Rappelons aussi que le pouvoir sénégalais, pour venir à bout du mouvement social, n'a pas seulement utilisé ses chiens de gardes habituels, à savoir ses forces policières, mais il a aussi eu recours aux forces les plus réactionnaires que sont les chefs religieux et les paysans des campagnes reculées. Au plus fort du mouvement (le 30 et le 31 mai), les chefs de cliques religieuses avaient été invités par Senghor à occuper les médias nuit et jour pour faire des déclarations condamnant la grève et exhortant les travailleurs à reprendre le travail.

Quant aux paysans, le gouvernement a essayé de les dresser contre les grévistes en les faisant venir en ville pour soutenir les manifestations progouvernementales. Comme Bathily l'indique, cette tentative fut un fiasco : « Les recruteurs avaient fait croire à ces paysans que le Sénégal avait été envahi à partir de Dakar par une nation appelée « Tudian » (étudiant) et qu'on faisant appel à eux pour défendre le pays.

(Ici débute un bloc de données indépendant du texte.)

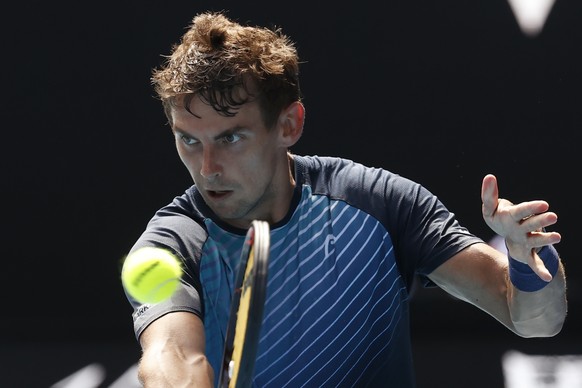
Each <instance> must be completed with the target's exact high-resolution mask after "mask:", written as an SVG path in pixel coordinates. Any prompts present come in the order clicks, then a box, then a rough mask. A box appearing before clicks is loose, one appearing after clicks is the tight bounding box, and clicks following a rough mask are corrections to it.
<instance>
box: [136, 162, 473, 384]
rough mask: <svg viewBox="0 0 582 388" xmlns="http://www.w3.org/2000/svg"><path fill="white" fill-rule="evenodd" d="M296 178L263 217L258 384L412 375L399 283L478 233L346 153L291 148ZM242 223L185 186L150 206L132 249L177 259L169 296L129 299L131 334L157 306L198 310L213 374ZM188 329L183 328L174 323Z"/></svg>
mask: <svg viewBox="0 0 582 388" xmlns="http://www.w3.org/2000/svg"><path fill="white" fill-rule="evenodd" d="M293 160H294V168H295V178H296V183H297V187H296V190H295V195H294V199H293V203H292V206H291V208H290V210H289V212H288V214H287V216H286V217H285V219H284V220H282V221H281V222H279V223H277V224H276V225H271V237H270V240H271V254H270V262H269V280H268V286H267V300H266V304H265V311H264V319H263V326H262V329H261V340H260V344H259V352H258V357H257V363H256V372H255V378H254V382H255V385H256V386H258V387H277V388H280V387H285V386H289V387H300V386H318V387H321V386H329V387H343V386H346V387H351V386H394V387H413V386H414V374H413V367H412V355H411V344H410V329H409V297H410V295H409V292H410V288H411V286H412V282H413V279H414V278H415V277H417V276H418V277H419V278H420V279H422V280H423V281H424V284H425V285H427V286H428V285H432V284H431V283H430V281H429V280H428V278H427V275H428V274H430V273H431V272H432V271H433V270H434V269H435V268H436V267H438V266H439V265H440V264H442V263H443V262H445V261H446V260H447V259H449V258H450V257H451V256H453V255H454V254H456V253H457V252H459V251H460V250H462V249H464V248H466V247H467V246H469V245H471V244H474V243H476V242H482V240H481V239H479V238H477V237H475V236H474V235H472V234H471V233H469V232H468V231H467V230H466V229H465V228H464V227H462V226H460V225H459V223H458V222H457V220H456V219H455V216H454V214H453V213H451V212H449V211H448V210H447V209H446V207H445V206H444V205H443V204H442V203H441V202H440V201H439V200H438V199H437V198H436V197H435V196H434V195H432V194H431V193H430V192H429V191H428V190H426V189H425V188H423V187H422V186H421V185H419V184H417V183H415V182H413V181H411V180H408V179H406V178H404V177H401V176H399V175H397V174H393V173H391V172H389V171H386V170H384V169H379V168H370V167H366V166H363V165H361V164H358V163H355V162H353V161H350V160H346V159H341V158H331V157H317V156H298V155H294V156H293ZM245 232H246V231H245V230H240V229H235V228H233V227H231V226H228V225H225V224H224V223H222V222H221V221H220V220H218V219H217V217H216V216H215V215H214V214H213V213H212V211H211V210H210V209H209V208H208V207H207V206H206V204H205V203H204V201H203V200H202V197H201V196H200V194H199V193H198V192H197V190H196V187H195V186H192V187H190V188H189V189H188V190H187V191H186V192H185V194H184V195H182V196H180V197H177V198H175V199H174V201H173V202H172V203H171V204H169V205H168V206H166V207H164V208H162V209H160V210H159V211H158V212H157V213H156V214H155V216H154V217H153V218H152V220H151V221H150V223H149V224H148V226H147V228H146V230H145V232H144V233H143V235H142V236H141V237H140V239H139V240H138V241H137V242H136V244H135V246H134V247H133V249H137V248H139V247H142V246H152V245H153V246H162V247H165V248H170V249H172V250H173V251H174V252H176V253H177V255H178V256H179V257H180V258H181V259H182V260H183V262H184V266H185V268H186V273H185V276H184V277H183V279H182V287H181V288H180V290H179V291H178V292H177V293H176V294H175V295H174V296H172V298H171V299H169V300H168V301H165V302H162V303H160V304H157V305H153V306H147V305H140V304H139V303H137V302H135V301H133V300H132V299H131V298H129V300H130V302H131V303H132V305H133V306H134V309H135V312H134V314H133V317H134V328H135V333H136V336H138V337H139V335H140V334H141V332H142V331H143V330H144V329H145V327H147V325H149V324H150V323H151V322H152V321H154V320H155V319H156V318H158V317H160V316H162V315H164V314H167V313H168V312H172V311H190V312H192V313H194V314H197V315H199V316H200V317H201V318H202V319H203V320H204V325H205V334H206V352H207V356H208V358H209V360H210V362H211V364H212V366H213V367H214V371H215V378H216V379H218V374H219V373H218V372H219V371H220V363H221V357H222V351H223V347H224V337H225V333H226V326H227V322H228V314H229V311H230V298H231V296H232V293H233V287H232V285H233V283H234V278H235V274H236V271H237V265H238V259H239V256H240V251H241V249H242V243H243V241H244V235H245ZM184 335H187V333H184Z"/></svg>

Par groupes, ces paysans furent déposés aux allées du Centenaire (actuel boulevard du général De Gaulle) avec leurs armes blanches (haches, coupe-coupe, lances, arcs et flèches). Mais ils se rendirent bien vite compte qu'ils avaient été menés en bateau. (...) Les jeunes les dispersèrent à coups de pierres et se partagèrent les victuailles. (...) D'autres furent lapidés lors de leur passage à Rufisque. En tout état de cause, l'émeute révéla la fragilité des bases politiques de l'UPS et du régime en milieu urbain, à Dakar en particulier. » (ibid.)

Décidemment, le pouvoir de Senghor aura utilisé tous les moyens y compris les plus barbares pour venir à bout du soulèvement social contre son régime. Cependant, pour éteindre définitivement le feu, l'arme la plus efficace pour le pouvoir fut sans doute le rôle joué par le chef du principal syndicat de l'époque (UNTS), Doudou Ngom (l'équivalent de Séguy, dirigeant CGT en France en 68) qui « négocia » les conditions de l'étouffement de la grève générale. D'ailleurs, en guise de remerciement, le président Senghor le nomma ministre quelques années plus tard.

 Amina ( 4 mai 2008)

 

1 Abdoulaye Bathily, Mai 1968 à Dakar ou la révolte universitaire et la démocratie, Edit. Chaka, Paris 1992.